Data privacy and the reach of big tech into every corner of our lives are vital topics of interest to the general public, who have unwittingly in many cases, signed over unprecedented levels of access to their private lives. David Yanofsky’s investigation of Google’s data-gathering efforts falls squarely into this realm. To assess the scope of Google’s data-gathering on its latest Android operating system, David created a portable internet-connected wifi network that could eavesdrop on and forward data transmissions from three smartphones he carried around different urban centers shopping malls, stores, restaurants, and bars. What emerged was a detailed look at how much Google knows about its Android users (a lot!), and how difficult they make it for those users to understand what data is being shared and when.
What makes this project innovative?
In effect, this story required us to trick a jacket full of android phones into sending encrypted communications through our custom-built system, then parse the raw http traffic into readble files. In practice, we conducted a man-in-the-middle attack in service of our reporting. But this wasn't a standard MITM attack, it was mobile. The whole rig fig inside a backpack which allowed us to see what the phones were transmitting when they were out in the world being used like everyday phones are. Going into and out of stores, riding in cars and on transit, and hanging out in bars, we were able to capture everything our phones were broadcasting back to Google.
What was the impact of your project? How did you measure it?
The story was widely picked up by dozens of outlets and publications, including the Today Show on NBC, Fox News, Wired, Gizmodo, Fast Company, and more. It was viewed more than a million times on Quartz's site, qz.com, making it one of our most read stories of the past year. Google have not yet changed their practices in response to David's investigation, but they indicated that it was something they intend to address, and that our story had sparked "productive conversations" within the company.
Source and methodology
Quartz was able to capture transmissions of Location History information on three phones from different manufacturers, running various recent versions of Android.

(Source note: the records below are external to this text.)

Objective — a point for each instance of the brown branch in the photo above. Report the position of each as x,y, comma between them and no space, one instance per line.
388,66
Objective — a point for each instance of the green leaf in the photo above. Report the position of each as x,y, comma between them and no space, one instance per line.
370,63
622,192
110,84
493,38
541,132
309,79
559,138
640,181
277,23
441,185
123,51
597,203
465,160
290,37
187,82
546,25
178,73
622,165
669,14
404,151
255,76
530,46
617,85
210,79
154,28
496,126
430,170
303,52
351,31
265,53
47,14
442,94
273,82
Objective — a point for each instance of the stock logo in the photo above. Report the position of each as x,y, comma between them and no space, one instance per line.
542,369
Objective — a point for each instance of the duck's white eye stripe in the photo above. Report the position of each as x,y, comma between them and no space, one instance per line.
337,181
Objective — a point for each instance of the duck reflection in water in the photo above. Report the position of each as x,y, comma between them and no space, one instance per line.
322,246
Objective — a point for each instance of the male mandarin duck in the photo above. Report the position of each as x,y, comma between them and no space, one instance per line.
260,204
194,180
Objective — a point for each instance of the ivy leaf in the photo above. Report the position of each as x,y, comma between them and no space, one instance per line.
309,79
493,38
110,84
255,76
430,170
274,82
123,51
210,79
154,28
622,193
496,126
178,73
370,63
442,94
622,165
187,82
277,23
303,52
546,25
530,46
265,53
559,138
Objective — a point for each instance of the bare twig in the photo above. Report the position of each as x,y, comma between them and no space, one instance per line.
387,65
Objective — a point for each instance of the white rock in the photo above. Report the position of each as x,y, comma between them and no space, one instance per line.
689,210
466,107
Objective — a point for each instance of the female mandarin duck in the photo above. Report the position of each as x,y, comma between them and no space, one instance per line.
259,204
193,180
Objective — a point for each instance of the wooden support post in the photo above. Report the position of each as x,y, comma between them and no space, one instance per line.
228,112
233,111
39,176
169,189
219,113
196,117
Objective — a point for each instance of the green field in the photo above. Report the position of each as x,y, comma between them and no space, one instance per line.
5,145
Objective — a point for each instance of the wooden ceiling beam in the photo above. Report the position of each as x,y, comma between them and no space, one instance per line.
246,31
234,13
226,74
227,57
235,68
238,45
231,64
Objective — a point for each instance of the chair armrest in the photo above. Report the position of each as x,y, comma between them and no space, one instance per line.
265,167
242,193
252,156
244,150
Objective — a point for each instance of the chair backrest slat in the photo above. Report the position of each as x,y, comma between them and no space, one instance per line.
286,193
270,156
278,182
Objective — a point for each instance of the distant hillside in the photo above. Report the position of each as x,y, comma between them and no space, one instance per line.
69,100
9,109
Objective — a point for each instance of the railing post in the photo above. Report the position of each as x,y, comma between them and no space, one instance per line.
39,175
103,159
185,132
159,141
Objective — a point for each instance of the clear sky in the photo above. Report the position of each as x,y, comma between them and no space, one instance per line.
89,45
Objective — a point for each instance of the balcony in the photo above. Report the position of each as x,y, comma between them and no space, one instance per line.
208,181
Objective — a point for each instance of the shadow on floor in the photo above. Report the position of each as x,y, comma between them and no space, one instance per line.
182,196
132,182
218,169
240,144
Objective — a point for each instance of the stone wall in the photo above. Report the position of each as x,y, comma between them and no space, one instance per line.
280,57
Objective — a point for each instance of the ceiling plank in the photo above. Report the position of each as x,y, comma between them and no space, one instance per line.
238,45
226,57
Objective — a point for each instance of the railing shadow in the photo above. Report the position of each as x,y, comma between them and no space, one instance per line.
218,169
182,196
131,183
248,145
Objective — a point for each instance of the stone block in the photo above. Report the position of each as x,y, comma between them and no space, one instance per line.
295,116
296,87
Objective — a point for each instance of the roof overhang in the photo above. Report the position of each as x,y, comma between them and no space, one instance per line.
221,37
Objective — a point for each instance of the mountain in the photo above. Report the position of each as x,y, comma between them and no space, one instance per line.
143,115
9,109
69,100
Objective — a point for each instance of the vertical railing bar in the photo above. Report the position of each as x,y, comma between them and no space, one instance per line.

To accomplish this, we created a portable internet-connected wifi network that could eavesdrop and forward all of the transmissions that the devices connected to it broadcast and received. None of the devices had SIM cards inserted. We walked around urban areas; shopping centers; and into stores, restaurants, and bars. The rig recorded every relevant network request3 made by the Google Pixel 2, Samsung Galaxy S8, and Moto Z Droid that we were carrying.
We used software called SSLSplit on a laptop which accessed the internet through an additional mobile phone connected with a USB cable. The laptop was set up to share that phone's internet connection over the computer's wifi. Any device that connected to the password-protected wifi network was subject to what is known as a man-in-the-middle attack. We captured requests on ports 80, 443, 465, 993, 587, 5222, 5228, and 8443 while allowing requests on other ports to be transmitted without diversion.
We used SSLSplit, custom Python scripts, and of course, the Android operating system on a Google Pixel 2, Samsung Galaxy S8, and Moto Z Droid.